Down will regret not working the ball into better positions down the closing stretch, the shot choices of Paul Devlin and substitute Jerome Johnston falling under the microscope in particular. It was the kick-out from that Johnston wide that Mallon was able to launch that winning play.

McIver afterwards conceded his team became hesitant in the second half. "We went into our shell. We had the extra man and seemed to over-elaborate," he said.

"We took too long on the ball, took too long to get the kick-outs moving, came across the field whereas we were moving the ball at pace in the first half. I said to one of the selectors just after the sending-off, 'This will do us no favours'. So often in the past I have seen it happening. I would love to get an explanation as to why teams do that."

McIver lauded the contribution of Bradley too and what he has given since he backed down over his stance on Bradley's soccer career.

"He has really looked forward to getting back playing football for us. You know what you're going to get with Skinner.

"He'll give you everything on the pitch and that's what he did today. He was a real handful and a threat for them every time we attacked."

Jim McCorry didn't dwell much on McGovern's dismissal but pointed out that they have had red cards in the games they have lost this year.

"Some are of the view that it was very much orchestrated, that there was very little in it and that pressure was brought to bear on the umpires. I don't know if that was the case or not but we can do very little about it now."

Scorers - Derry: E Bradley, (3fs), M Lynch (2fs) 0-5 each, E Lynn, C O'Boyle 0-1 each.

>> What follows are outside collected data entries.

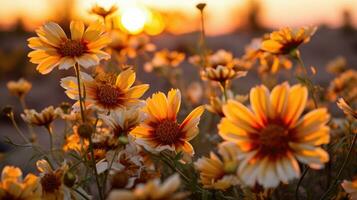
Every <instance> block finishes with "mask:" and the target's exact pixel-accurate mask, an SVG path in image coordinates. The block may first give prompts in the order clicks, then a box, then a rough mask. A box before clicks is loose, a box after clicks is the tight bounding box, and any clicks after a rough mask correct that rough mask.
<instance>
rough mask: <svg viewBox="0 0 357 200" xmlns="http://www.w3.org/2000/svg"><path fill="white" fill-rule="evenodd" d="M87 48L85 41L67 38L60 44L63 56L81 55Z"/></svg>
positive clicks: (73, 56) (82, 53)
mask: <svg viewBox="0 0 357 200" xmlns="http://www.w3.org/2000/svg"><path fill="white" fill-rule="evenodd" d="M86 50H87V46H86V44H85V43H84V42H82V41H78V40H67V41H65V42H64V43H63V44H61V45H60V47H59V49H58V52H59V53H60V54H61V55H62V56H64V57H65V56H70V57H75V56H81V55H83V54H84V53H85V52H86Z"/></svg>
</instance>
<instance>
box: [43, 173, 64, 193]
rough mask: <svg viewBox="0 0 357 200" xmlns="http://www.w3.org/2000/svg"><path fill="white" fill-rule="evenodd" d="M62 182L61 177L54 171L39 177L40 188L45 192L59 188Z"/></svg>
mask: <svg viewBox="0 0 357 200" xmlns="http://www.w3.org/2000/svg"><path fill="white" fill-rule="evenodd" d="M61 184H62V180H61V177H60V176H58V175H57V174H55V173H47V174H45V176H44V177H42V179H41V185H42V189H43V191H45V192H48V193H53V192H55V191H56V190H58V189H59V188H60V186H61Z"/></svg>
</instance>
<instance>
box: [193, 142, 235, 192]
mask: <svg viewBox="0 0 357 200" xmlns="http://www.w3.org/2000/svg"><path fill="white" fill-rule="evenodd" d="M238 152H239V150H238V147H237V145H236V144H235V143H232V142H223V143H221V144H219V146H218V153H219V155H220V157H219V156H217V155H216V154H215V153H213V152H211V153H210V157H209V158H207V157H202V158H200V159H198V160H197V161H196V162H195V167H196V169H197V170H198V171H199V172H200V181H201V183H202V184H203V187H204V188H212V189H217V190H226V189H228V188H230V187H231V186H233V185H237V184H238V183H239V181H238V177H237V176H236V173H237V168H238Z"/></svg>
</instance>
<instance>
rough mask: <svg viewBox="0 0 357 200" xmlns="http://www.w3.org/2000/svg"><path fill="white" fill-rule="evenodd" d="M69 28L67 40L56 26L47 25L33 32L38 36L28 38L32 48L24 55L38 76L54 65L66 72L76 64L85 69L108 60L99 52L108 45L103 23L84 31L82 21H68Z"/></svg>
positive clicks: (96, 64)
mask: <svg viewBox="0 0 357 200" xmlns="http://www.w3.org/2000/svg"><path fill="white" fill-rule="evenodd" d="M70 29H71V38H70V39H69V38H67V36H66V34H65V32H64V31H63V30H62V28H61V27H60V26H59V25H58V24H56V23H54V22H48V23H46V24H45V25H43V26H42V27H40V28H39V29H38V30H36V33H37V35H38V37H32V38H30V39H28V42H29V44H28V46H29V47H30V48H31V49H34V51H32V52H30V53H29V54H28V56H29V57H30V58H31V59H30V61H31V62H32V63H34V64H38V66H37V68H36V69H37V70H38V71H39V72H40V73H41V74H48V73H50V72H51V71H52V70H53V68H55V67H56V66H59V69H69V68H70V67H72V66H74V65H75V64H76V63H78V64H79V65H80V66H82V67H84V68H88V67H91V66H95V65H98V64H99V61H100V60H102V59H108V58H110V55H109V54H107V53H105V52H104V51H102V49H103V48H104V47H106V46H107V45H108V44H109V43H110V38H109V36H108V34H105V27H104V25H103V24H101V23H99V22H96V23H92V24H90V25H89V26H88V28H87V29H85V27H84V24H83V22H80V21H72V22H71V25H70Z"/></svg>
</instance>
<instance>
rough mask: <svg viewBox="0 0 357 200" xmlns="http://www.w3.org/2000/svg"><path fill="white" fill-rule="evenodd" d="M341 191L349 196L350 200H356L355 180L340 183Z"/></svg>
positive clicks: (356, 188) (356, 179)
mask: <svg viewBox="0 0 357 200" xmlns="http://www.w3.org/2000/svg"><path fill="white" fill-rule="evenodd" d="M341 185H342V187H343V189H344V190H345V191H346V192H347V193H348V194H349V195H350V199H351V200H357V179H355V180H354V181H346V180H344V181H343V182H342V184H341Z"/></svg>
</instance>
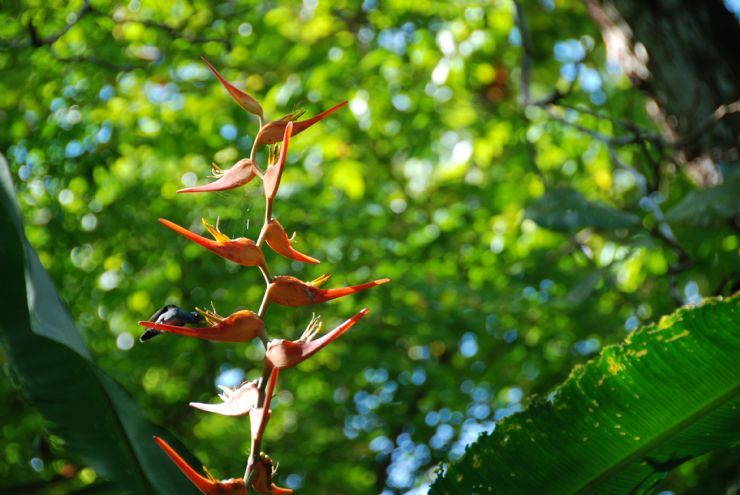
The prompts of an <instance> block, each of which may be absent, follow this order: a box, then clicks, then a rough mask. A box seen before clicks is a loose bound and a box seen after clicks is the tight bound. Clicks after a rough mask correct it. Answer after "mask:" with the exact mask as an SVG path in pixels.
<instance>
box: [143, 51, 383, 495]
mask: <svg viewBox="0 0 740 495" xmlns="http://www.w3.org/2000/svg"><path fill="white" fill-rule="evenodd" d="M203 61H204V62H205V63H206V64H207V65H208V67H209V68H210V69H211V71H212V72H213V73H214V74H215V75H216V77H217V78H218V80H219V81H220V82H221V84H222V85H223V86H224V87H225V88H226V90H227V91H228V92H229V94H230V95H231V97H232V98H234V100H235V101H236V102H237V103H238V104H239V105H240V106H241V107H242V108H244V109H245V110H247V111H248V112H251V113H254V114H255V115H257V116H259V118H260V130H259V132H258V133H257V136H256V137H255V139H254V145H253V146H252V150H251V152H250V155H249V158H244V159H242V160H239V161H238V162H236V163H235V164H234V165H233V166H232V167H231V168H229V169H227V170H222V169H220V168H219V167H218V166H217V165H215V164H214V165H213V176H214V177H215V178H216V180H215V181H214V182H211V183H210V184H203V185H200V186H195V187H186V188H184V189H180V190H179V191H178V192H180V193H192V192H213V191H225V190H228V189H233V188H236V187H239V186H242V185H244V184H247V183H248V182H250V181H252V180H253V179H254V178H255V177H259V178H260V179H262V187H263V189H264V197H265V217H264V218H265V220H264V223H263V225H262V229H261V230H260V235H259V237H258V238H257V241H256V242H255V241H252V240H251V239H247V238H245V237H240V238H237V239H231V238H229V237H228V236H227V235H225V234H223V233H222V232H221V231H220V230H219V228H218V222H216V226H215V227H214V226H211V225H209V224H208V223H207V222H206V221H205V220H203V224H204V226H205V228H206V229H207V230H208V231H209V232H210V234H211V235H212V236H213V240H211V239H207V238H205V237H203V236H201V235H199V234H196V233H194V232H191V231H189V230H187V229H185V228H183V227H180V226H179V225H177V224H175V223H173V222H170V221H169V220H165V219H162V218H160V219H159V221H160V222H161V223H162V224H163V225H165V226H166V227H168V228H170V229H172V230H174V231H175V232H177V233H178V234H180V235H182V236H184V237H186V238H187V239H189V240H191V241H193V242H195V243H197V244H199V245H200V246H202V247H204V248H206V249H208V250H209V251H211V252H212V253H215V254H217V255H218V256H221V257H223V258H226V259H228V260H229V261H232V262H234V263H237V264H239V265H242V266H256V267H258V268H259V269H260V271H261V272H262V276H263V277H264V279H265V283H266V287H265V292H264V293H263V297H262V304H261V305H260V308H259V311H258V312H257V313H253V312H252V311H249V310H241V311H237V312H235V313H234V314H232V315H230V316H228V317H226V318H224V317H221V316H219V315H217V314H216V313H215V312H210V311H204V310H200V309H198V310H197V311H198V313H199V314H198V313H192V312H191V313H188V312H187V311H184V310H182V309H180V308H178V307H177V306H174V305H172V304H169V305H166V306H164V307H163V308H162V309H160V310H159V311H157V312H156V313H154V315H153V316H152V318H150V320H154V321H142V322H139V324H140V325H142V326H144V327H147V328H149V329H153V330H160V331H164V332H172V333H177V334H180V335H185V336H188V337H196V338H200V339H207V340H213V341H221V342H245V341H249V340H252V339H254V338H255V337H259V338H260V340H261V341H262V344H263V345H264V346H265V353H264V356H263V364H262V376H261V377H260V378H259V379H257V380H253V381H249V382H245V383H242V384H241V385H240V386H239V387H238V388H236V389H232V388H229V387H224V386H221V390H222V391H223V393H222V394H221V395H220V398H221V401H222V402H221V403H219V404H207V403H202V402H191V403H190V405H191V406H192V407H194V408H196V409H200V410H203V411H207V412H212V413H216V414H222V415H225V416H246V415H248V416H249V421H250V433H251V442H250V454H249V458H248V460H247V467H246V472H245V474H244V478H243V479H242V478H239V479H230V480H224V481H218V480H216V479H214V478H213V477H212V476H211V475H210V474H208V471H207V470H206V476H203V475H201V474H200V473H198V472H197V471H195V470H194V469H193V468H191V467H190V466H189V465H188V464H187V463H186V462H185V461H184V460H183V459H182V458H181V457H180V456H179V455H178V454H177V453H176V452H175V451H174V450H173V449H172V448H171V447H170V446H169V445H168V444H167V443H166V442H165V441H164V440H162V439H160V438H156V437H155V440H156V441H157V443H158V444H159V446H160V447H161V448H162V450H164V451H165V453H166V454H167V455H168V456H169V457H170V459H172V461H173V462H174V463H175V464H176V465H177V466H178V467H179V468H180V470H181V471H182V472H183V473H184V474H185V476H187V477H188V479H190V481H192V482H193V484H194V485H195V486H196V487H197V488H198V489H199V490H200V491H201V492H202V493H204V494H206V495H217V494H220V495H223V494H232V495H247V491H248V488H249V489H253V490H256V491H257V492H259V493H263V494H273V495H275V494H287V493H293V491H292V490H290V489H287V488H281V487H279V486H276V485H275V484H274V483H273V477H274V474H275V470H274V469H273V462H272V459H271V458H270V457H269V456H268V455H267V454H264V453H262V452H261V447H262V440H263V436H264V432H265V428H267V425H268V423H269V421H270V417H271V415H272V411H271V410H270V404H271V401H272V397H273V394H274V392H275V387H276V385H277V380H278V374H279V372H280V370H281V369H284V368H291V367H294V366H297V365H298V364H300V363H302V362H303V361H305V360H307V359H309V358H310V357H311V356H313V355H314V354H316V353H317V352H319V351H320V350H321V349H323V348H324V347H326V346H327V345H329V344H330V343H332V342H334V341H335V340H336V339H338V338H339V337H340V336H342V335H343V334H344V333H345V332H346V331H347V330H349V329H350V328H352V327H353V326H354V325H355V324H356V323H357V322H358V321H359V320H360V319H361V318H363V317H364V316H365V315H366V314H367V313H368V310H367V309H363V310H362V311H360V312H358V313H357V314H356V315H354V316H353V317H352V318H350V319H348V320H346V321H345V322H344V323H342V324H341V325H339V326H338V327H336V328H335V329H333V330H332V331H330V332H328V333H327V334H326V335H323V336H321V337H320V338H316V339H314V337H316V336H317V334H318V333H319V332H320V331H321V323H320V319H319V317H314V318H313V319H312V320H311V322H310V323H309V324H308V326H307V328H306V330H305V331H304V332H303V335H302V336H301V337H300V338H299V339H298V340H286V339H273V340H270V338H269V337H268V334H267V329H266V328H265V324H264V317H265V312H266V311H267V309H268V308H269V307H270V305H271V303H275V304H279V305H282V306H303V305H308V304H317V303H321V302H324V301H329V300H331V299H336V298H338V297H343V296H346V295H349V294H354V293H356V292H360V291H363V290H365V289H369V288H370V287H374V286H376V285H381V284H384V283H386V282H389V281H390V279H388V278H381V279H378V280H374V281H372V282H368V283H365V284H359V285H354V286H350V287H340V288H336V289H322V288H321V286H322V285H323V284H324V283H325V282H326V281H327V280H329V277H330V275H328V274H327V275H322V276H320V277H319V278H317V279H315V280H313V281H311V282H304V281H302V280H299V279H297V278H295V277H291V276H287V275H283V276H278V277H273V276H272V275H271V274H270V270H269V269H268V266H267V263H266V260H265V257H264V254H263V251H262V244H263V243H264V242H266V243H267V245H268V246H270V247H271V248H272V250H273V251H275V252H276V253H277V254H279V255H281V256H284V257H285V258H288V259H291V260H295V261H301V262H303V263H319V261H318V260H317V259H315V258H312V257H310V256H308V255H305V254H303V253H301V252H299V251H297V250H296V249H295V248H294V247H293V244H292V241H293V239H294V237H295V234H293V236H292V237H288V234H287V233H286V232H285V229H284V228H283V226H282V225H280V222H278V221H277V219H275V218H274V216H273V207H274V202H275V199H276V198H277V193H278V189H279V188H280V181H281V179H282V175H283V170H284V168H285V163H286V160H287V156H288V150H289V146H290V140H291V137H292V136H295V135H296V134H298V133H300V132H303V131H304V130H306V129H308V128H309V127H311V126H312V125H313V124H315V123H316V122H318V121H320V120H321V119H323V118H325V117H327V116H328V115H330V114H332V113H334V112H336V111H337V110H339V109H340V108H342V107H343V106H344V105H346V104H347V102H346V101H343V102H342V103H339V104H338V105H335V106H333V107H332V108H330V109H328V110H326V111H324V112H322V113H320V114H318V115H316V116H315V117H312V118H310V119H306V120H302V121H300V122H298V121H296V120H297V119H298V118H300V117H301V116H302V115H303V110H299V111H295V112H292V113H290V114H288V115H285V116H283V117H282V118H280V119H278V120H274V121H272V122H268V123H267V124H265V125H262V124H263V111H262V107H261V106H260V104H259V103H258V102H257V101H256V100H255V99H254V98H252V97H251V96H250V95H248V94H247V93H245V92H243V91H242V90H240V89H238V88H236V87H235V86H234V85H232V84H231V83H229V82H228V81H226V80H225V79H224V78H223V77H221V74H219V73H218V71H217V70H216V69H215V68H213V66H212V65H211V64H210V63H208V61H207V60H205V59H203ZM280 143H282V144H280ZM260 145H268V146H267V150H266V162H267V168H266V169H265V171H264V173H263V171H262V169H261V168H260V167H259V166H258V165H257V159H258V156H260V153H259V147H260ZM196 309H197V308H196ZM200 315H202V316H203V317H204V318H205V320H206V321H207V322H208V326H207V327H203V328H188V327H186V326H181V325H185V324H191V325H192V324H199V322H200V321H201V318H200ZM204 469H205V468H204Z"/></svg>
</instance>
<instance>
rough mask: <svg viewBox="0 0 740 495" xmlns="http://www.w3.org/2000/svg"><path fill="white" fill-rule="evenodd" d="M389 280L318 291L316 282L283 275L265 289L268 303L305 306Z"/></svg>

Down: P Devlin 0-6 (6fs), K McKernan, C Laverty 0-2 each, D O'Hare (f) 0-1.

Derry - T Mallon 8; D McBride 7, O Duffy 6, B Rogers 8; K Johnston 7, C McKaigue 7, D Heavron 6, C McFaul 7; N Holly 7, F Doherty 7; SL McGoldrick 7, M Lynch 8, E Lynn 7; B Heron 5, E Bradley 8. Subs: C O'Boyle 6 for Heron (52), T O'Brien for Lynn (61).

Down - S Kane 7; L Howard 8, D O'Hagan 7, C McGovern 5; D Turley 7, B McArdle 7, R Boyle 6; P Fitzpatrick 6, C Mooney 6; P Devlin 7, K McKernan 7, C Maginn 6; M Poland 6, C Laverty 8, D O'Hare 7. Subs: P Downey 7 for Maginn (47), J Johnston 6 for Fitzpatrick (58), A McConville for Mooney (66), N Madine for Devlin (69) D O'Hanlon for O'Hagan (BC, 71).